All of that comes against a backdrop of tight budgets and competition for declining numbers of prospective students.
“I don’t know anybody who I’ve talked to who feels that the status quo is satisfactory to meet the challenges,” he said.
He’ll replace Chancellor Richard Pattenaude, who is retiring.
The other finalists were Meredith Hay, a special adviser to the chair of the Arizona Board of Regents for Strategic Initiatives; and Rebecca Wyke, vice chancellor for finance and administration at the University of Maine System.
Page, Hay and Wyke recently toured several campuses and met with students, employees and administrators.
Page, who serves as an adjunct professor in the University of Maine philosophy department, is the only one of the three who was born in Maine and holds a degree from the one of the UMaine System campuses.
The Caribou native attended the University of Maine at Fort Kent and Harvard University before earning a master’s degree in philosophy from St. Andrews University in Scotland and a doctoral degree from the Massachusetts Institute of Technology.

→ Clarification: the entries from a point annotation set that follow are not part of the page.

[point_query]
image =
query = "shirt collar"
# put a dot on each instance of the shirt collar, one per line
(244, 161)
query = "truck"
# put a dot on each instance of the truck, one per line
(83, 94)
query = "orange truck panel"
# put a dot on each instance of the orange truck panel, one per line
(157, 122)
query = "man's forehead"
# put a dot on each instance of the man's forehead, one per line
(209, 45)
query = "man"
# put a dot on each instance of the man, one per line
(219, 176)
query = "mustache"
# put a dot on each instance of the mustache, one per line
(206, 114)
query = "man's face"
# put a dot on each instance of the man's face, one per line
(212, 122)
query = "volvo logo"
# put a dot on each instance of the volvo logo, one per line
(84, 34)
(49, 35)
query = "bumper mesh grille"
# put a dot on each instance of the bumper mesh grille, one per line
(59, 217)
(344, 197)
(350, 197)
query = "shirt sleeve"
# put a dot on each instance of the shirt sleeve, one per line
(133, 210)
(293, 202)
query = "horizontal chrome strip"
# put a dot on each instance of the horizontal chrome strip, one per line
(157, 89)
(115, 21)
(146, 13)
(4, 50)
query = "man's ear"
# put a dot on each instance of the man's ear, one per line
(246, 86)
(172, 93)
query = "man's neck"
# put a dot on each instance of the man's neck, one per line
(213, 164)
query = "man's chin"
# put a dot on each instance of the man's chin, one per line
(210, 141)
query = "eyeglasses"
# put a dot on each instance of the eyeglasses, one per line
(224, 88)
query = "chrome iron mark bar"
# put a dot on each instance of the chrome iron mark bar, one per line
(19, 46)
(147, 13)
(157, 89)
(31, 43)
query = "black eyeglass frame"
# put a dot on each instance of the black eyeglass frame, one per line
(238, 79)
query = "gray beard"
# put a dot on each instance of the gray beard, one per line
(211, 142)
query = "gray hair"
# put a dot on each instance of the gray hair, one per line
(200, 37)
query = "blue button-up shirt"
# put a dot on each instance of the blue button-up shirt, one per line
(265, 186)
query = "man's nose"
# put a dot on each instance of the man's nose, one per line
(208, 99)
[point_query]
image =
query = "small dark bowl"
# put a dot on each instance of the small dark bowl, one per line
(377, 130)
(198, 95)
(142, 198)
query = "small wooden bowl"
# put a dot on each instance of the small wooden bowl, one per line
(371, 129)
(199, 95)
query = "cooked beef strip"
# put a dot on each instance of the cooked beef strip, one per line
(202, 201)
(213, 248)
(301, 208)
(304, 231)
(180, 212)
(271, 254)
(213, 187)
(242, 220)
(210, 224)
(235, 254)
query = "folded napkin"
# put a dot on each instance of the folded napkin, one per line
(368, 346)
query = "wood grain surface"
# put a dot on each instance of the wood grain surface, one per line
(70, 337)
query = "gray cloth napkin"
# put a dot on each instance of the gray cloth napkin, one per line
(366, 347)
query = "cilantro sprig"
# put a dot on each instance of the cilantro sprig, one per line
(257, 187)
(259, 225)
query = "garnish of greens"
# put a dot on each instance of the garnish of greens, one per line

He was a philosophy professor in at the University of Kansas before joining James W. Sewall Co., a 132-year-old Maine company that provides forestry management consulting, and surveying and engineering services. He served in a variety of administration positions before becoming CEO.
Page, 59, of Old Town, takes over his post on March 20. Before embarking on any major initiatives, he said he intends to visit each of the campuses as well as Augusta to meet with state leaders.
The University of Maine System, which has an annual enrollment of nearly 41,000 students, has seven campuses, nine University College outreach centers, a law school and 75 distance learning sites.